Hi folks -- just watching resources in my cluster ...
# ask-the-community
e
Hi folks -- just watching resources in my cluster and I'm seeing that flytepropeller pods seem to be terminating / restarting due to leader election failures like:
{"json":{},"level":"fatal","msg":"Lost leader state. Shutting down.","ts":"2023-11-29T150420Z"}
Is this common... or indicative of something that could be misbehaving within the cluster? (The cluster is mostly idling)
t
I had the same issue. I think it happens because of timeouts on requests to the kube-apiserver. I think the default config is
Copy code
lease-duration: 15s
  renew-deadline: 10s
  retry-period: 2s
So every 15 seconds it makes a request to the kub-apiserver to renew the lease.
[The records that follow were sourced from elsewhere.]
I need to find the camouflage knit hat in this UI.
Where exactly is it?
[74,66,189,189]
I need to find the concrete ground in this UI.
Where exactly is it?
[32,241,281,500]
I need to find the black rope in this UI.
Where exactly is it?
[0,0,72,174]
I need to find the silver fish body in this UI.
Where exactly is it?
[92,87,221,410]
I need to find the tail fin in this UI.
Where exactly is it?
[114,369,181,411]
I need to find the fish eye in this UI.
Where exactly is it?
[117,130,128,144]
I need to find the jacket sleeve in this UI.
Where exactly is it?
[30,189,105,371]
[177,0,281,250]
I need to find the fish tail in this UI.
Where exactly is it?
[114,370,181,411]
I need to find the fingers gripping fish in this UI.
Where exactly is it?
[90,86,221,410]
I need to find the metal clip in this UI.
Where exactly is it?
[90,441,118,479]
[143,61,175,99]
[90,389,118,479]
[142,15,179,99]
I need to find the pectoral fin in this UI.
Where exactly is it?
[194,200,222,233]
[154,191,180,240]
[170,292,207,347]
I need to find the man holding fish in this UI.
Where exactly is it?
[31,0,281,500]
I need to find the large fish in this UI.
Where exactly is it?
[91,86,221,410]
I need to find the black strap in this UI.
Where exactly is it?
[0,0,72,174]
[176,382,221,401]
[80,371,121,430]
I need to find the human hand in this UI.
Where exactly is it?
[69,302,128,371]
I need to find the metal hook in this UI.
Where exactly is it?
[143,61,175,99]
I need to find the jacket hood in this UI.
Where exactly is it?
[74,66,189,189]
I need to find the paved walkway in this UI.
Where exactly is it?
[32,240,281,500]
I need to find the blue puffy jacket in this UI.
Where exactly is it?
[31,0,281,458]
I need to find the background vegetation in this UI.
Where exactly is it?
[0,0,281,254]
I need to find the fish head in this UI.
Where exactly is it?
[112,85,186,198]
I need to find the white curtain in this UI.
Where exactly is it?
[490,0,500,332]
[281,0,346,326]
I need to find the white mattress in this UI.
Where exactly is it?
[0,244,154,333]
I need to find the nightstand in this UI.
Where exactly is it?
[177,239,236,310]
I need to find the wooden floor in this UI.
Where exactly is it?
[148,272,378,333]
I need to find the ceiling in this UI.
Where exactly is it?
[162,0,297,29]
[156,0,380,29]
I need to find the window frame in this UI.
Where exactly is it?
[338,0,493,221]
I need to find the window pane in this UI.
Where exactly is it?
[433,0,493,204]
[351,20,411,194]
If it can't get a successful response within 10 seconds then flytepropeller will restart. I changed to using:
Copy code
lease-duration: 120s
        renew-deadline: 110s
        retry-period: 5s
This seems to have helped quite a lot in our usecase.
d
If there are lingering issues here please submit a PR to update the defaults.
t
You mean make my configuration default? I assumed the current defaults would be more sensible in most usecases. The downside of my config is that it will create a delay of up to 230s when making new deployments.
e
Thanks @Thomas Newton! I happened to catch that thread, but didn't see you had changed the polling frequency -- that's super useful.